Le secret bancaire français punit sa violation d’un an de prison et de 15 000 € d’amende. Pourtant, l’administration fiscale, les douanes, l’ACPR, l’AMF, la Banque de France, le juge pénal, Tracfin et plus de 100 administrations étrangères y accèdent légalement chaque année. Le paradoxe résume bien le régime applicable en 2026 : une obligation de confidentialité solide vis-à-vis des personnes privées, mais une transparence très large vis-à-vis des autorités publiques. La vraie question n’est donc pas de savoir si le secret bancaire existe encore, mais à qui il reste opposable.
Une obligation pénalement sanctionnée d'un côté, une liste longue d'autorités habilitées à la lever de l'autre. La vraie question n'est pas de savoir si le secret bancaire existe encore, mais à qui il reste opposable.
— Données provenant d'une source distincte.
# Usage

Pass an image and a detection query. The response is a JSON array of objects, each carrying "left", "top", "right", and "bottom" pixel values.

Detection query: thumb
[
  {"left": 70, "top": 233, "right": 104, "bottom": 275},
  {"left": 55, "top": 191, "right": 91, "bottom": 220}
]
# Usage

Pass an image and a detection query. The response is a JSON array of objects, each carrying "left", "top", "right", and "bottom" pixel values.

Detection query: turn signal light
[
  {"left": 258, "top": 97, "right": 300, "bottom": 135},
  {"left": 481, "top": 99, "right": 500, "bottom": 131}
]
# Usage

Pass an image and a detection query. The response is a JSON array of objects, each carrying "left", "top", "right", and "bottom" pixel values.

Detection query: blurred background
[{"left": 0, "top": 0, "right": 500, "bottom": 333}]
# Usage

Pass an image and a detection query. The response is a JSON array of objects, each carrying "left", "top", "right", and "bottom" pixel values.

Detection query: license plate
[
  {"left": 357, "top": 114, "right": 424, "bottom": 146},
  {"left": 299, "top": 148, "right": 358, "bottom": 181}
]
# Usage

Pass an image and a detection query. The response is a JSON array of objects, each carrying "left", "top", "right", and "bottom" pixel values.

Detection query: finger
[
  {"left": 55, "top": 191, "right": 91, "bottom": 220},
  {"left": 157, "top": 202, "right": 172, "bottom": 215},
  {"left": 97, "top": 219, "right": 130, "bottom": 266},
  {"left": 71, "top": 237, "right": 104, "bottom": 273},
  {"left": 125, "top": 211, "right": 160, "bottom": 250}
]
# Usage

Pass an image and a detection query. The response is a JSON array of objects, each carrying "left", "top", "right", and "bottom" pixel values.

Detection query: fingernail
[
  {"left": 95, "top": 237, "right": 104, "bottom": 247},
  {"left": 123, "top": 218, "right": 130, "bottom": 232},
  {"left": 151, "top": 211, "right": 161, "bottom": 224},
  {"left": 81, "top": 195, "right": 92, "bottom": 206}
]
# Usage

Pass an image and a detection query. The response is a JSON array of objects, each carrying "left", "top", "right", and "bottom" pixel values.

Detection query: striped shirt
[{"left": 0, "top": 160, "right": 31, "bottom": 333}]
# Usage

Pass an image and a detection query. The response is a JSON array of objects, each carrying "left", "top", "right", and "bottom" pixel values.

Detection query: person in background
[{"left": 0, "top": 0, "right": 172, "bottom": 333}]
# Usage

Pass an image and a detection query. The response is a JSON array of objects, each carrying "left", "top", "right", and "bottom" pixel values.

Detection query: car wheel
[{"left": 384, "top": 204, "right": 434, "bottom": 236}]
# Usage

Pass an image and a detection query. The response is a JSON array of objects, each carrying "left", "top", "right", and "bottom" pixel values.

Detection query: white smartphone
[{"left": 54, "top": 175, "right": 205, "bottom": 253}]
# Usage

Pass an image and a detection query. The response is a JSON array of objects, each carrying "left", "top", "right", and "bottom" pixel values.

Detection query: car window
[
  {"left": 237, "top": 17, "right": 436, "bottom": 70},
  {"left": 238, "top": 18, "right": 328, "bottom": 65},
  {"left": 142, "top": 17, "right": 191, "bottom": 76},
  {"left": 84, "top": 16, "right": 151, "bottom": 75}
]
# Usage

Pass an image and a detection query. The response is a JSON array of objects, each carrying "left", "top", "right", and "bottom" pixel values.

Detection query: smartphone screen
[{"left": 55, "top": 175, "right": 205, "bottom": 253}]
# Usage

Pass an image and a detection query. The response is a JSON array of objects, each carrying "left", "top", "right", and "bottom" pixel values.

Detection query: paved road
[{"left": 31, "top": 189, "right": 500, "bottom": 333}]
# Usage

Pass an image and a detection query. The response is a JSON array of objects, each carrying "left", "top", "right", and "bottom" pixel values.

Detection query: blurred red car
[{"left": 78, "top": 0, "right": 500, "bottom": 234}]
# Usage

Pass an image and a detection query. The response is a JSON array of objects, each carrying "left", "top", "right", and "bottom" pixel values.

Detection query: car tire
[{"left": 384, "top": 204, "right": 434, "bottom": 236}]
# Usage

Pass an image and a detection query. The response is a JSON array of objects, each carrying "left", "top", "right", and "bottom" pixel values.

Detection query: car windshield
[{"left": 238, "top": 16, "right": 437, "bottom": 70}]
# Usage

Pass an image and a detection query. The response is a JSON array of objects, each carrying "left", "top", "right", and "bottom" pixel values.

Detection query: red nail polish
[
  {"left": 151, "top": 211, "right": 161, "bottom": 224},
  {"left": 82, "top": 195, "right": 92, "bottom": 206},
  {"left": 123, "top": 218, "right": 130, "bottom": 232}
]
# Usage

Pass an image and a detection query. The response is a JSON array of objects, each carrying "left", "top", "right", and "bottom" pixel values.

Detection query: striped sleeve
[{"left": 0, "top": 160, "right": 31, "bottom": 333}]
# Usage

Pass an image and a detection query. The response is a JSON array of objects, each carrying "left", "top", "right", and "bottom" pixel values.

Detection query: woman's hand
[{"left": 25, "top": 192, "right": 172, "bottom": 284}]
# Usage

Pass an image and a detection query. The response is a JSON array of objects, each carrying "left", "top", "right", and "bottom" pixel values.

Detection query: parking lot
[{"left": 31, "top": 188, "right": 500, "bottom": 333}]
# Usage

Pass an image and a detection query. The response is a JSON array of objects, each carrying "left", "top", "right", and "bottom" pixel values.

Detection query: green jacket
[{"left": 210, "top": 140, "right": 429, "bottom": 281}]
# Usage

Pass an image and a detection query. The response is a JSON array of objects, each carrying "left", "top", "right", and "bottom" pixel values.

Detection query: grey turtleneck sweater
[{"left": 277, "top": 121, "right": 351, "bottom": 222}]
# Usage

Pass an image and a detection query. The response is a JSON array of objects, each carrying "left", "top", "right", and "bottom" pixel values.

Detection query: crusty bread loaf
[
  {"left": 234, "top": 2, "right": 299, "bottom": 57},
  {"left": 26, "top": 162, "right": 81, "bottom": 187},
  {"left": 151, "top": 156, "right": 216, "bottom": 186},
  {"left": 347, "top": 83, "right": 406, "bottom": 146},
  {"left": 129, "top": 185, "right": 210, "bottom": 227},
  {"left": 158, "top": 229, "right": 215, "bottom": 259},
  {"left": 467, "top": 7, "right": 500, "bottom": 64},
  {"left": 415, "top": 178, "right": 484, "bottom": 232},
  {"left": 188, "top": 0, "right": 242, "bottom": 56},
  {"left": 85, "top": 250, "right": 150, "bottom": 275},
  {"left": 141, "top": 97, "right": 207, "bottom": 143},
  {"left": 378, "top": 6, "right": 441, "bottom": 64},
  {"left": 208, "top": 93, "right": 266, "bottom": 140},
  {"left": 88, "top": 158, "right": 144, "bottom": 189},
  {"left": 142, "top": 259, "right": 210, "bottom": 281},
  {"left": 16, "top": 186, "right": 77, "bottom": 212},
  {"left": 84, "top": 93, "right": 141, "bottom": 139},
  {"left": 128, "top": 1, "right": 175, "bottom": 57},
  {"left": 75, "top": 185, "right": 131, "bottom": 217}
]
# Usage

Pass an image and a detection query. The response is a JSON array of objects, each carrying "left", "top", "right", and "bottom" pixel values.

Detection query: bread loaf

- Autres titulaires d'un compte joint ou indivis
- Créanciers privés sans titre exécutoire
- Employeur, médias, tiers non habilités
- Ex-conjoint hors procédure judiciaire
- DGFiP, Douanes, ACPR, AMF, Banque de France
- Autorité judiciaire en procédure pénale
- Tracfin et déclarations de soupçon LCB-FT
- 100+ administrations étrangères via CRS
Qu’est-ce que le secret bancaire en droit français ?
Le régime français est moins absolu qu’on l’imagine. Codifié dans le Code monétaire et financier, il a été progressivement érodé par la fiscalité internationale et la lutte anti-blanchiment.
Une obligation issue de la loi bancaire de 1984
Cette règle trouve sa source dans la loi du 24 janvier 1984 sur l’activité et le contrôle des établissements de crédit. Elle est aujourd’hui codifiée à l’article L. 511-33 du Code monétaire et financier, qui impose à tout intermédiaire financier, ainsi qu’à ses dirigeants et salariés, une discrétion sur les renseignements recueillis dans leur activité.
L’obligation s’étend par renvoi aux prestataires de services de paiement, aux établissements de monnaie électronique et aux conseillers en investissements financiers, soit l’ensemble de l’écosystème financier régulé.
Un secret professionnel, pas un anonymat
Confondre discrétion bancaire et anonymat est l’erreur la plus fréquente. La règle interdit à l’intermédiaire de divulguer les renseignements qu’il détient sur son titulaire. Elle ne le dispense en aucun cas de connaître ce dernier.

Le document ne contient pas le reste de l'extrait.